REVIVE 3D: Refinement via Encoded Voluminous Inflated prior for Volume Enhancement
For researchers in 3D generation from 2D images, this work improves volume and surface quality when input images are flat, but it is an incremental improvement over existing generative models.
REVIVE 3D addresses the problem of generating voluminous 3D assets from flat images with limited 3D cues, achieving state-of-the-art performance on a challenging dataset through a two-stage pipeline that inflates silhouettes and refines latents.
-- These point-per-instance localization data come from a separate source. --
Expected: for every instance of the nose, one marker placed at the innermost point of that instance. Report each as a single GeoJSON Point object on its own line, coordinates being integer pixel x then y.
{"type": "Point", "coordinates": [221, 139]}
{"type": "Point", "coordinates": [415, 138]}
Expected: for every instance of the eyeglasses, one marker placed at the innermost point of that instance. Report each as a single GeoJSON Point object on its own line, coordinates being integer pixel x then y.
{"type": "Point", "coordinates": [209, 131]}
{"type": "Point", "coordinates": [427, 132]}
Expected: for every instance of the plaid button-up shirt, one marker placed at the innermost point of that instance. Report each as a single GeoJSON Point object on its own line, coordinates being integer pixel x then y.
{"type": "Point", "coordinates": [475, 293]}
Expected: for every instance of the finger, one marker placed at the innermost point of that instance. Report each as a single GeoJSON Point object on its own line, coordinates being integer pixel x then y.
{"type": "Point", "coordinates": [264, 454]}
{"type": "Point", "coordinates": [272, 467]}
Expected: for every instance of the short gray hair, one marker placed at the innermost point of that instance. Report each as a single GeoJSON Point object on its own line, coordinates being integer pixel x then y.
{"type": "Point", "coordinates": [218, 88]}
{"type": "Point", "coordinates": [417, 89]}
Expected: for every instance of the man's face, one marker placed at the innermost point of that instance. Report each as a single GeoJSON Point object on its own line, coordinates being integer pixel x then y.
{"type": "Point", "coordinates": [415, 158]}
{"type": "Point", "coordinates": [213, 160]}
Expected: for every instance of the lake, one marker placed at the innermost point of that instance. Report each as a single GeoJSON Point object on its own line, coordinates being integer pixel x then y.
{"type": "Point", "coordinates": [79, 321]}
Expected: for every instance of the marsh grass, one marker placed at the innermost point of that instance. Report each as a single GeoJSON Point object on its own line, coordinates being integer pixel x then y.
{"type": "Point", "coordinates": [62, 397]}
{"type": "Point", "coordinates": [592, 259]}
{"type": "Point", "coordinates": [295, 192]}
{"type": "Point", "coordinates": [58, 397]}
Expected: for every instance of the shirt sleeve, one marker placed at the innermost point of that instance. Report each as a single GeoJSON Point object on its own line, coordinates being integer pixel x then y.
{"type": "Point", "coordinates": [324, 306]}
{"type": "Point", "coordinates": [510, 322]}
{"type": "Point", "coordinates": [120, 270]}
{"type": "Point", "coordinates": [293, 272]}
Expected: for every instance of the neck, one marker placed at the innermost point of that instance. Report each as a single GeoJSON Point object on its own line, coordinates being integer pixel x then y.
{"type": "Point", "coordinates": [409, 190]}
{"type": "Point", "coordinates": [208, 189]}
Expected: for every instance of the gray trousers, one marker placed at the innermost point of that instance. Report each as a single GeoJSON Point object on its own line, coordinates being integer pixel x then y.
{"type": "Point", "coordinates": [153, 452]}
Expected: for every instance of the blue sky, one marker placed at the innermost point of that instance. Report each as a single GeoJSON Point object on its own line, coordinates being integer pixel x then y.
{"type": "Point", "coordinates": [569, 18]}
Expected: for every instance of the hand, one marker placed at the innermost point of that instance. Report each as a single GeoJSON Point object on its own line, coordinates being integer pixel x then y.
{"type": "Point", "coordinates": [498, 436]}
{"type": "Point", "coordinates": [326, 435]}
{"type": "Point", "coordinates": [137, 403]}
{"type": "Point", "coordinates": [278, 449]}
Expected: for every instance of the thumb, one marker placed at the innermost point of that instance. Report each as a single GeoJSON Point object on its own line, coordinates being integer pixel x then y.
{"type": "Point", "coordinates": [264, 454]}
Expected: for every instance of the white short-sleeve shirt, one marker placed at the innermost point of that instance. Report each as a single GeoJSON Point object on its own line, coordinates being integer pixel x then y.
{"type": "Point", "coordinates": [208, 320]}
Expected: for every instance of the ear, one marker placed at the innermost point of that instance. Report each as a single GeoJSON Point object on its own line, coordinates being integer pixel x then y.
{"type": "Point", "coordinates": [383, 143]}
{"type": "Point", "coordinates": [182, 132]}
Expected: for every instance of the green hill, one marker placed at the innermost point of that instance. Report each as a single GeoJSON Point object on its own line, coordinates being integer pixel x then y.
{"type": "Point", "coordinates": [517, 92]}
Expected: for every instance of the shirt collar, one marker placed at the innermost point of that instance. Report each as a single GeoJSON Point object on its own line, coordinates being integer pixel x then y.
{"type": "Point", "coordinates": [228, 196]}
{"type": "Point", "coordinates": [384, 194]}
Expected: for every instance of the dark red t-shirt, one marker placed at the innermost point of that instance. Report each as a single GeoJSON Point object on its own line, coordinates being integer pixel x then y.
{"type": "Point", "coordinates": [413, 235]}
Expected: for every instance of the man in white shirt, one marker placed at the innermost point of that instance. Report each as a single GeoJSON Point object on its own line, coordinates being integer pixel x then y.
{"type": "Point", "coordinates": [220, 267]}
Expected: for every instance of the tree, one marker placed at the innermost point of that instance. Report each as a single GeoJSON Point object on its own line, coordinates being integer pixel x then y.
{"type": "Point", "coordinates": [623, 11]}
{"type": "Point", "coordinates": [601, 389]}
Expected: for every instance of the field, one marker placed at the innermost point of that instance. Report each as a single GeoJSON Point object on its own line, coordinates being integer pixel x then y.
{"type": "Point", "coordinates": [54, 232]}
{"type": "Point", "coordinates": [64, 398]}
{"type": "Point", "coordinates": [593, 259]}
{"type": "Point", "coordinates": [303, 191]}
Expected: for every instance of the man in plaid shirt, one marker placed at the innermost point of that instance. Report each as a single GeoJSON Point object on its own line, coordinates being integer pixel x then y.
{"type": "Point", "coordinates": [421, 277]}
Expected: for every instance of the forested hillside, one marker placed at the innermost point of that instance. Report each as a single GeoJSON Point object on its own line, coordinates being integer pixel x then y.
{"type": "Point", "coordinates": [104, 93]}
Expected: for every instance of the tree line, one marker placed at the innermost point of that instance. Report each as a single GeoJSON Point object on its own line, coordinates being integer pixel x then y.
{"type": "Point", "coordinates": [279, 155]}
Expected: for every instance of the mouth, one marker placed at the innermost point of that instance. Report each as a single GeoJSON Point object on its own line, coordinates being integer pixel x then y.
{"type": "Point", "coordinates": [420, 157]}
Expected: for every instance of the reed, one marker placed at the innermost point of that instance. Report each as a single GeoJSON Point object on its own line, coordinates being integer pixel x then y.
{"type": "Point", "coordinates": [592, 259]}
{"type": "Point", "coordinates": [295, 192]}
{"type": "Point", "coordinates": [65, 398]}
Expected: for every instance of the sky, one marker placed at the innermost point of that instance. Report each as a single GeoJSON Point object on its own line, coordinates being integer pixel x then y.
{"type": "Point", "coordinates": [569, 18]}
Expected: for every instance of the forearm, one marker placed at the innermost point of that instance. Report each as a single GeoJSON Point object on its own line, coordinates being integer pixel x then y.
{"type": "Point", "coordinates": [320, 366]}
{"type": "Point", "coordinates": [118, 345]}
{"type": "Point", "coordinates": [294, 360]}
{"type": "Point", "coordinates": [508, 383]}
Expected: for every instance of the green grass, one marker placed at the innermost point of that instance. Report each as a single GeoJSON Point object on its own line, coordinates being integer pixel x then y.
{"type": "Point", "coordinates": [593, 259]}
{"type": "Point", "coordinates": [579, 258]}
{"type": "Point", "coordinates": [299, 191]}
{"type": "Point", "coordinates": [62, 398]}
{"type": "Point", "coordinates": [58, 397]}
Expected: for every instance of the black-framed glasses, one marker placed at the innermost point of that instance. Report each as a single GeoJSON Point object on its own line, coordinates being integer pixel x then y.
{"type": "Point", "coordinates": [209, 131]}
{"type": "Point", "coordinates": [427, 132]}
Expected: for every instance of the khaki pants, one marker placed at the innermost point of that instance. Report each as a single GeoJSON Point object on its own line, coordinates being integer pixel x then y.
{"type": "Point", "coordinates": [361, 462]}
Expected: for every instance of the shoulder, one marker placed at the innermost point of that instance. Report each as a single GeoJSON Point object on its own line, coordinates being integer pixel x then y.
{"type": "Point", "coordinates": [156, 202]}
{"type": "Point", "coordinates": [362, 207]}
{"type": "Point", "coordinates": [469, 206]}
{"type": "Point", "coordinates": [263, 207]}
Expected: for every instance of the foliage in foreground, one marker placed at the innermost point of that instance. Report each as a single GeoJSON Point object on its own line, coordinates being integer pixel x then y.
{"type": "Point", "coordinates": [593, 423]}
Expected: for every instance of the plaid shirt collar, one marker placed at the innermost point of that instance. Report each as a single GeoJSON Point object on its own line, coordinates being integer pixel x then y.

Recent generative models have shown strong performance in generating diverse 3D assets from 2D images, a fundamental research topic in computer vision and graphics. However, these models still struggle to generate voluminous 3D assets when the input is a flat image that provides limited 3D cues. We introduce REVIVE 3D, a two-stage, plug-and-play pipeline for generating voluminous 3D assets from flat images. In Stage 1, we construct an Inflated Prior by inflating the foreground silhouette to recover global volume and superimposing part-aware details to capture local structure. In Stage 2, 3D Latent Refinement injects Gaussian noise into the Inflated Prior's latent and then denoises it, using the prior's geometric cues to leverage the backbone's pretrained 3D knowledge. Furthermore, our framework supports image-conditioned 3D editing. To quantify volume and surface flatness, we propose Compactness and Normal Anisotropy. We validate Compactness and Normal Anisotropy through a user study, showing that these metrics align with human perception of volume and quality. We show that REVIVE 3D achieves state-of-the-art performance on a challenging flat image dataset, based on extensive qualitative and quantitative evaluations.